037 - Stereo-electroencephalography (sEEG) and MRI–guided laser ablation in drug-resistant epilepsy with a broad epileptogenic network: case report.
Monday, April 28, 2025
7:00am – 9:15am HST
Publication Number: 37.6972
Luisa Fernanda Atunes Ortega, Boston Children's Hospital, boston, MA, United States; Tobias Loddenkemper, Boston Children's Hospital, Boston, MA, United States; Scellig Stone, Boston Children's Hospital, Boston, MA, United States; Michelle Chiu, Harvard Medical School, Boston, MA, United States
Research Fellow Boston Children's Hospital Boston, Massachusetts, United States
Background: Stereo-electroencephalography (sEEG) and MR-guided laser interstitial thermal therapy (Mg-LITT) are minimally-invasive surgical procedures for evaluating and treating drug-resistant epilepsy (DRE). Their efficacy and safety in focal epilepsy is well-established, while their application in patients with broad epileptogenic networks is less clear. Objective: Indentify the role of sEEG and Mg-LITT in patients with focal and DRE with generalized features. Design/Methods: Presentation of a patient with non-lesional DRE with multifocal and generalized findings on phase I evaluation, who underwent sEEG followed by Mg-LITT of active nodes within his epileptogenic network, with resultant seizure freedom. Results: We present a 14-year-old male with onset of epilepsy at 6 years. He had multiple seizure types including focal seizures with déjà vu, visual auras, and/or impaired awareness, as well as nocturnal generalized tonic-clonic seizures. MRI did not identify a seizure focus. He trialed 5 anti-seizure medications but continued to have 2-3 seizures per week prior to surgical intervention.

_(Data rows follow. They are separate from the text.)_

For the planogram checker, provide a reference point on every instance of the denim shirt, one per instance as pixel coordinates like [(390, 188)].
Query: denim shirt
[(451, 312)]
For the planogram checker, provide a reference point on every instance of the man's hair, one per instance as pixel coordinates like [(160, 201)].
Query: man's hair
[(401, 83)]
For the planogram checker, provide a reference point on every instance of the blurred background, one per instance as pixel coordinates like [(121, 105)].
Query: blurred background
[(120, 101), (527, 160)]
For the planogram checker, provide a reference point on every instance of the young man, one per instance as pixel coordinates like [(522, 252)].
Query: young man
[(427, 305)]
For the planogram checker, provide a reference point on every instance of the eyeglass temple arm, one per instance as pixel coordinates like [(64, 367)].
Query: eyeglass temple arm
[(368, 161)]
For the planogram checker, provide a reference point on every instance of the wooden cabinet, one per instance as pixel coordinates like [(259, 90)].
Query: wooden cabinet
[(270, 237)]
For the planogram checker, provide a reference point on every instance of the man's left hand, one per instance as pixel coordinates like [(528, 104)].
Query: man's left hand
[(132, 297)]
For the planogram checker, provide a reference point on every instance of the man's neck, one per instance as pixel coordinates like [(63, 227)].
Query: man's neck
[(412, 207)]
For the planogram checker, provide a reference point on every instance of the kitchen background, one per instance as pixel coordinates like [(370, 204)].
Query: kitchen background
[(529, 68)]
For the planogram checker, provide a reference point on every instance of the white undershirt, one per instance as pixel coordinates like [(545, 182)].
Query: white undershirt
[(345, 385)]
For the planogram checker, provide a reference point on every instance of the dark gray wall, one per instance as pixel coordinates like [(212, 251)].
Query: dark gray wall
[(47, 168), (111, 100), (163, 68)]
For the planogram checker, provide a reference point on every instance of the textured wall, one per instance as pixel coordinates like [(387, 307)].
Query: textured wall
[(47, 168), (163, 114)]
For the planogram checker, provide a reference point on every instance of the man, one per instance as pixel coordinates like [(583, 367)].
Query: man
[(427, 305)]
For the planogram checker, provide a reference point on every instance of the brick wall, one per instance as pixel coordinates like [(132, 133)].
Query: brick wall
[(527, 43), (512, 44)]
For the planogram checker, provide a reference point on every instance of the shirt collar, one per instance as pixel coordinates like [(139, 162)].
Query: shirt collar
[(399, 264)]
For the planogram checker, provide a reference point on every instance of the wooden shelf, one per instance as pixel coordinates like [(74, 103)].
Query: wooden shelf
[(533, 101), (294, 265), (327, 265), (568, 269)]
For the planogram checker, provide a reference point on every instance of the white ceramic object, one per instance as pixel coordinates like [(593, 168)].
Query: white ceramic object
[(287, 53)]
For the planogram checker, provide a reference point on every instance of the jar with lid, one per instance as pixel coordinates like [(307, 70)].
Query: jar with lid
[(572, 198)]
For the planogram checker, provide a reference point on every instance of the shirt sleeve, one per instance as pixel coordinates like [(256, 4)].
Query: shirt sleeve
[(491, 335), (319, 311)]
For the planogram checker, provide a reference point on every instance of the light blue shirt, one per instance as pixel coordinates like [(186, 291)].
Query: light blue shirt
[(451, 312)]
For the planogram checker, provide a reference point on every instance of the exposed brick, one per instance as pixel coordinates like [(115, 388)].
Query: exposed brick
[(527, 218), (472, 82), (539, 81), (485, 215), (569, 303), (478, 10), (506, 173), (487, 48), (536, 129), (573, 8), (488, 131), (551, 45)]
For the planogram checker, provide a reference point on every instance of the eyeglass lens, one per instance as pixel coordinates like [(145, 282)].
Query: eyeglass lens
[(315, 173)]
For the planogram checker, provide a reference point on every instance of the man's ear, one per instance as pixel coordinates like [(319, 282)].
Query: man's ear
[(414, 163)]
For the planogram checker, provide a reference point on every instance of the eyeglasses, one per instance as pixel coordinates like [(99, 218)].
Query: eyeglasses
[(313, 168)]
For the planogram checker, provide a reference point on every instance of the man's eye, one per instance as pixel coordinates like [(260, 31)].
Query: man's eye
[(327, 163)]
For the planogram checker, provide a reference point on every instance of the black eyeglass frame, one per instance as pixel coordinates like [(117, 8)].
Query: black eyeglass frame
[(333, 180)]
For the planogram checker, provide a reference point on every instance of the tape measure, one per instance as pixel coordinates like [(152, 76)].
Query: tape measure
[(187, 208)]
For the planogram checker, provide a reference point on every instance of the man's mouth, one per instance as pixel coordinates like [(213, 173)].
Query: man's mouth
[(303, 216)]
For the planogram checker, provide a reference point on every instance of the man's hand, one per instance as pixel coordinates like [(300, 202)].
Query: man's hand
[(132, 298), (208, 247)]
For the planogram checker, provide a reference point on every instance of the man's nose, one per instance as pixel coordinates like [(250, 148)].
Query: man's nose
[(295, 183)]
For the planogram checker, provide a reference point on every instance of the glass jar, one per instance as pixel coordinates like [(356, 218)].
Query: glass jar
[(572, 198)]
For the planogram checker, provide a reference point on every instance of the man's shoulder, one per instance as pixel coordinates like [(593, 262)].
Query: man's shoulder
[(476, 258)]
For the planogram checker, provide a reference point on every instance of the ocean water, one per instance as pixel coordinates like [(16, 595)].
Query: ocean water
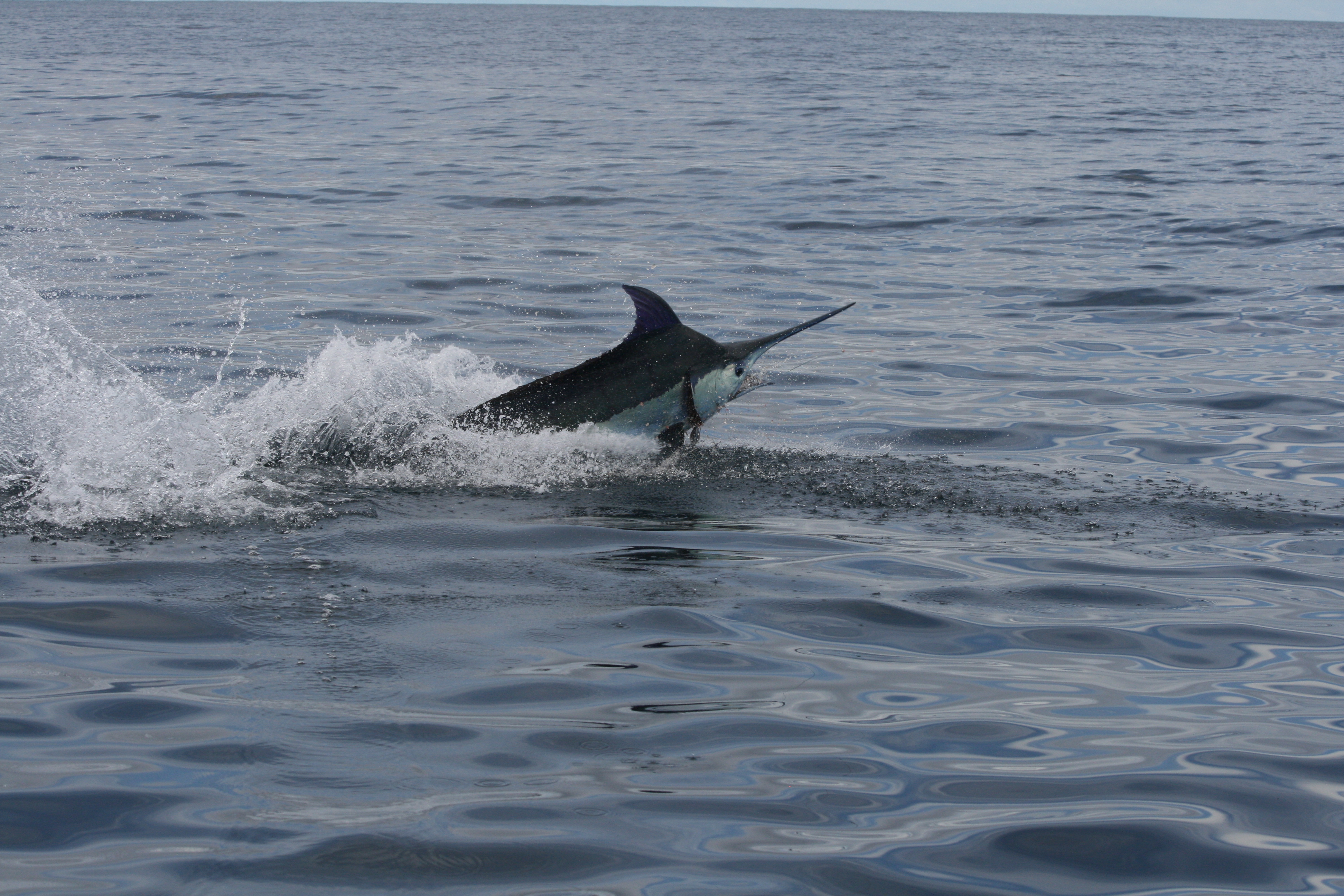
[(1023, 578)]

Phase I EEG recorded generalized and multifocal sharp waves (right and left temporal, left occipital, left temporo-occipital). Auras of déjà vu and abnormal sensation correlated with left posterior temporal or temporo-occipital seizures, while staring spells were associated with generalized attenuation and fast activity with maximal evolution in the left hemisphere. Magnetoencephalography implicated left temporal/parietal areas. Positron emission tomography showed decreased uptake in bi-temporal lobes. Functional MRI revealed left dominant language, and transcranial magnetic stimulation showed normal contralateral motor distribution. Neuropsychological testing showed average cognitive ability and non-lateralizing/localizing findings.
He underwent sEEG with 17 electrodes sampling left temporal, parietal, and occipital lobes and insula. Multiple electroclinical seizures were recorded with onset from the left medial temporal-parietal-occipital lobe. He underwent an MR-guided LITT of the most active nodes in his seizure network, including foci in the mid-posterior left occipitotemporal gyrus, inferior-posterior precuneus, anterior lingual gyrus, and mid-posterior insula. Seizures eventually waned, ASMs were weaned off, and he was seizure free for 2 years at time of last follow-up.
Conclusion(s): sEEG has the potential of identifying active nodes within a broad epileptogenic network, and targeted LITT of these nodes may sufficiently disrupt the network and result in favorable seizure outcomes while leaving eloquent cortex intact.